Gruber: Zunächst schauen wir, in welchem Zustand der Leichnam ist. Wurde er vielleicht längere Zeit ohne Kühlung aufbewahrt? In dem Fall kann es sein, dass wichtige Organsysteme schon zerstört sind. Diese Körperspende ist für uns dann nicht mehr wertvoll. Wir müssen weiters prüfen: Liegt auch keine ansteckende Infektionskrankheit vor wie Aids oder Hepatitis? Wenn doch, können wir aus Gründen der gesundheitlichen Sicherheit den Leichnam nicht annehmen.
Trifft keiner der Ausschließungsgründe zu, konservieren wir die Leiche zunächst. Wir injizieren über das arterielle System eine Konservierungslösung, das dauert mehrere Stunden.
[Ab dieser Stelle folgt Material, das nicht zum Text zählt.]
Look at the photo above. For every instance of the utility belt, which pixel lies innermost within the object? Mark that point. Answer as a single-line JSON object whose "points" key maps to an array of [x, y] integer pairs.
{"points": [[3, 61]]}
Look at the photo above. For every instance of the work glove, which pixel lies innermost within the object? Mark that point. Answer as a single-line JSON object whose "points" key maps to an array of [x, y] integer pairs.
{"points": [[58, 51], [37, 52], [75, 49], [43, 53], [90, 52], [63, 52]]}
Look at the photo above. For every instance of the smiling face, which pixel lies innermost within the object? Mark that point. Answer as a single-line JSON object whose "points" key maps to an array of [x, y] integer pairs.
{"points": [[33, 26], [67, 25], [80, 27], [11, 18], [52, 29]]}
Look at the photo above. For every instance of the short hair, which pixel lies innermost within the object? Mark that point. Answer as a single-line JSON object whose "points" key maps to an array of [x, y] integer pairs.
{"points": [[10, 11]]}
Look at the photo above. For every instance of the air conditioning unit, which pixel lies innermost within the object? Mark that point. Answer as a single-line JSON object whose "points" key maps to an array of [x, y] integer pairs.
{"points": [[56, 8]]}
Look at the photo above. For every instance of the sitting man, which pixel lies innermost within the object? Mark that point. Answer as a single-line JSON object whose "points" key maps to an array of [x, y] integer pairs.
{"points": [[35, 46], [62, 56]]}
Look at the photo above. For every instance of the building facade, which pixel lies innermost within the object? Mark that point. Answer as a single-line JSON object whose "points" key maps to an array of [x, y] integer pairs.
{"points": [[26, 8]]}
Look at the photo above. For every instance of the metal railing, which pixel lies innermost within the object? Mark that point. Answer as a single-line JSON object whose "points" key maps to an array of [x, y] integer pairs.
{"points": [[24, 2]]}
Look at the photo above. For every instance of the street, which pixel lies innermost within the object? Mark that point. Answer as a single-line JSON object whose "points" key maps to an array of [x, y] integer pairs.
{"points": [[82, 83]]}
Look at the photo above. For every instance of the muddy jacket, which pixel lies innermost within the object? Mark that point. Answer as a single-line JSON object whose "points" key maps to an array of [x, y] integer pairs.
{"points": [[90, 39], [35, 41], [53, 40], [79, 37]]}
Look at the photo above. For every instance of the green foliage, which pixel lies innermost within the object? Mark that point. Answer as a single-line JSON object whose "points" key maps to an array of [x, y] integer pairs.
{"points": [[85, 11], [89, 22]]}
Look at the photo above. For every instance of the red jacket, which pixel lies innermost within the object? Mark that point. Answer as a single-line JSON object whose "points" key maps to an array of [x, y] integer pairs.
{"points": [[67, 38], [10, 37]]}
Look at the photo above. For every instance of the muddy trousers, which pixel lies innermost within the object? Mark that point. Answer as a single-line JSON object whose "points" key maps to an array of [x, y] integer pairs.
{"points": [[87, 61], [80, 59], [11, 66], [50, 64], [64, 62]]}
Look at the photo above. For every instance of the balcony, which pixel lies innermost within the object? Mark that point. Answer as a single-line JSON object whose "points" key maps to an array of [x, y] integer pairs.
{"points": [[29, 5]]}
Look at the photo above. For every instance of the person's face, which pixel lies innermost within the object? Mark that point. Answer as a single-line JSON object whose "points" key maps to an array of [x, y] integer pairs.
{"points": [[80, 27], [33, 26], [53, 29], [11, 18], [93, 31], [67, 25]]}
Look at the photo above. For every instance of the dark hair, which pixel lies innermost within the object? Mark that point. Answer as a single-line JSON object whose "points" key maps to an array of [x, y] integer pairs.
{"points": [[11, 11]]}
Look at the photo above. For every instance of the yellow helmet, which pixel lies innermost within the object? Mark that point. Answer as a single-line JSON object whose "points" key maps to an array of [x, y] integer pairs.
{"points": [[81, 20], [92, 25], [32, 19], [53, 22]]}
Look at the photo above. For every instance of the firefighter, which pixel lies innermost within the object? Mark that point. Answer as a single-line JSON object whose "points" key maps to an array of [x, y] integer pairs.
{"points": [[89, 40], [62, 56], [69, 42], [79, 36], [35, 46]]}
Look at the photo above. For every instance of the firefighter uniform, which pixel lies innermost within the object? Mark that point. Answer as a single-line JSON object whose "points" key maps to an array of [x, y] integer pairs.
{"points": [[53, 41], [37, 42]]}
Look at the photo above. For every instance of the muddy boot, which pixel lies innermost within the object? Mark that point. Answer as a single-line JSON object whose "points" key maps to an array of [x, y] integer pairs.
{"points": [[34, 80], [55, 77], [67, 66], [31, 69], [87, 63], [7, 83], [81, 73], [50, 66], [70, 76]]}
Anschließend kommt die Leiche in ein Konservierungsbad, für etwa ein halbes Jahr.
Ist die Leiche präpariert, kommt sie auf den Seziertisch. Warum ist diese Arbeit am Objekt so wichtig für Medizinstudenten?
Gruber: Die Studenten lernen den Aufbau des menschlichen Körpers kennen, von den oberflächlichen bis in die tieferen Schichten. Und vor allem lernen sie, dass nicht alles so ist, wie im Lehrbuch beschrieben, dass Varietäten, Abweichungen von der Norm, ganz selbstverständlich vorkommen. Hier kann sich der angehende Chirurg einen Überblick verschaffen, wie die Bauchhöhle schichtweise aufgebaut ist – später kann er das nie wieder. Denn am lebenden Menschen lässt sich nicht experimentieren.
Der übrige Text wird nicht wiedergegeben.